Intervista ai MOLESKIN

MoleskinGià dopo i primi minuti di “Penelope”, chi conosceva i Moleskin dal loro primo e omonimo album avrà già avuto una sussurrata ma trionfale conferma, chi invece non ne aveva sentito parlare tornerà per l’ennesima volta ad interrogarsi sull’affidabilità del mercato discografico. Quattro anni di minuziosa e artigianale lavorazione per un disco che rende poco chiaro dove finiscono le scelte emotive e dove iniziano quelle compositive. La naturale conseguenza sarà chiedersi quanto un fatto emotivo possa essere frutto di una scelta, ma poi, rinunciando a trovare una comunque inutile risposta, non resta che benedire un disco che porta addirittura a queste domande e lasciare di nuovo la parola a brani come “In luce” o “Voglio muovermi”, fra i tanti episodi felici che episodi non sono.

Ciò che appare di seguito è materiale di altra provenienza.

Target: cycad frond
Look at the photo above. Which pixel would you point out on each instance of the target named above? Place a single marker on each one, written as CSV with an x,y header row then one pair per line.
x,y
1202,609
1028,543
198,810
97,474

Fra i tanti modi possibili, la bellezza di “Penelope” si può capirla attraverso l’incapacità dei bambini di spiegarsi come agli adulti possano piacere i sapori amari come quello del caffé, per esempio. Ci si trova quella stessa amabilità propria di certa amarezza. Anche se si potesse scomporre queste canzoni in più livelli, sarebbe comunque arduo capire dove si annidano i motivi di tensione e dove quelli di serenità. Ed è in questa ambiguità che i Moleskin sembrano aver scovato il prezioso margine vuoto per riuscire a contestare efficacemente l’ingombrante opposizione fra l’arrendevolezza e l’urgenza. E, arresi di fronte a questa piacevole inquietudine, non ci sarà da sorprendersi se, dopo aver ascoltato l’album, per un attimo ci verrà il dubbio se quella della copertina è la foto di un tramonto o di un fungo atomico.
Penelope Raw
Sentiamo cosa ne pensano Marco Mencarelli e Matteo Bianchini, cantante e bassista del gruppo, con cui abbiamo scambiato qualche e-mail.

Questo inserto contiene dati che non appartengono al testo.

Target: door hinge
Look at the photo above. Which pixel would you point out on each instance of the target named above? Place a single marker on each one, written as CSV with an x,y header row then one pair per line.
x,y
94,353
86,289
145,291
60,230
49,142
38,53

C’è una differenza d’atmosfera palpabile, rispetto al vostro lavoro precedente. La copertina del primo album (“Moleskin”, Stout Music) era nera, in quella di “Penelope” il sole è al tramonto (o all’alba, perché no): la crescente solarità (chiamiamola così) della vostra musica sta portando verso una ipotetica e simbolica terza copertina ancora più illuminata? Ma quanto può essere ingannevole l’impressione di “solarità” ?

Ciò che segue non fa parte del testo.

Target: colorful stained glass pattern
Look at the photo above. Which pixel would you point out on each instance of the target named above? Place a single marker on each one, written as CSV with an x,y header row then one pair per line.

Matteo: A me pare che, man mano che il nostro percorso procede, ci si liberi di ogni tanto di qualche fardello inutile, e questo mi pare si rifletta in qualche modo in una maggior consapevolezza e “serenità” nell’approccio. In questo senso, forse mi aspetto più “luce” anch’io, volendo fare il gioco della copertina.

Marco: Più che di solarità comunque, ricercando uno sviluppo lineare che leghi i due lavori e che possa essere approfondito in futuro, parlerei di spazialità. Pensando al rapporto che sussiste tra “Moleskin” e “Penelope” mi viene in mente l’aria. In “Penelope” lo “spazio”, e conseguentemente l’aria contenutavi, è maggiore; il respiro è meno affannoso; i polmoni sono più liberi (anche di contorcersi ovviamente). Ipotizzando un terzo lavoro, la strada che mi piacerebbe percorrere è quella che, paradossalmente, conduce all’assenza d’aria; riuscire a non averne più bisogno sarebbe un enorme passo avanti; come tradurlo in musica poi, creando di fatto un disco anossico, è tutto un altro problema.


Cosa ha fatto di così bello Penelope, nel corso della sua vita, per trovarsi a dare il nome al vostro album?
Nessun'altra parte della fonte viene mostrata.